How I hate thee, let me count the ways.

  1. Noise:   According to KissMetrics, the ideal posting on a Facebook Page is one post every two days whereas on Twitter it is one to four posts per hour.  The expectations of users on Twitter and Facebook are different. What seems normal on Twitter is spam-like on Facebook. If your Page posts too frequently, you may be unliked.  I would venture to say this applies to G+ Pages and LinkedIN Company Pages.
  2. Venue:  Every venue has a niche.  You don’t try to fit The Dave Matthews Band in the House of Blues and you don’t have an up-and-coming singer-songwriter play in Central Park.  Each venue dictates the behavior.  If you’re not sure what behavior is acceptable, then watch what others do and read articles that discuss best practices.
  3. Conversation:  Try to drive the conversation using questions.   The truth is, people have opinions and they love to be consulted about them.  Tweets have a lifespan of about a minute.  G+, LinkedIN, and Facebook Pages all have the luxury of nested comments.  That is a fabulous tool to get some input and generate talk about your company/brand.
  4. Content:  If I am connected to you on LinkedIN, then I expect a certain type of content to be shared there (that is, professional development articles and the like).  Guy Kawasaki, in a seminar in Orange County, said that Facebook is a “photo economy” and Twitter is a “link economy.”  That is to say, photos get a greater response in Facebook and links get the most response on Twitter.
  5. Variety:  Mix up your social media postings.  Maybe post a photo on Facebook and say “Does this make you smile? Why?” once a week. Only post it there. Maybe post a different photo on G+. Save LinkedIN for great articles about your industry that are geared toward professionals.  Post nearly any of that on Twitter, you can even repeat.
  6. Appropriateness:  Hashtags have no business on Facebook and especially not on LinkedIN.  G+ has enabled hashtags to remain linked, however.
  7. Authority:  Double, triple posting tells us that you do not know what you’re doing.  And maybe you don’t.  But is that the image you want to convey?  Social Media is comprised of communities.  Communities have rules.  If you’re not picking up on them, then you’re going to get blocked, ignored, or unfollowed either literally or figuratively.  You’ll loose your authority in your marketplace.

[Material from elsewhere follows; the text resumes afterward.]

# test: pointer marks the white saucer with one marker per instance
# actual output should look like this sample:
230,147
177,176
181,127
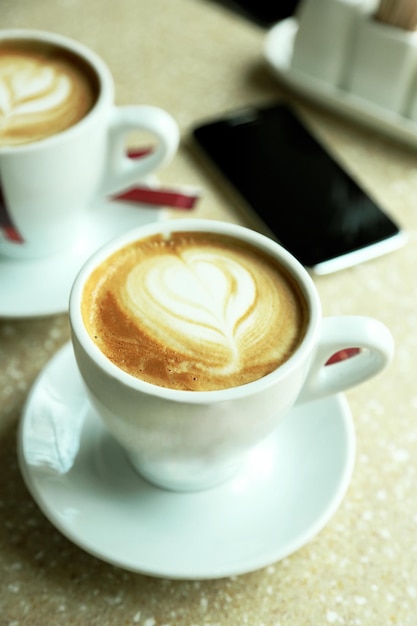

Just because you can do something, doesn’t mean you should.  I could eat pancakes with jalapenos but I don’t think my stomach would appreciate it.  Jalapenos are great on nachos, not on pancakes.

I’d like to challenge you to reevaluate your social media practices. Log into the individual social media sites and unlink all of your accounts. Post natively.  See if your interaction goes up.   I double-dog dare  you.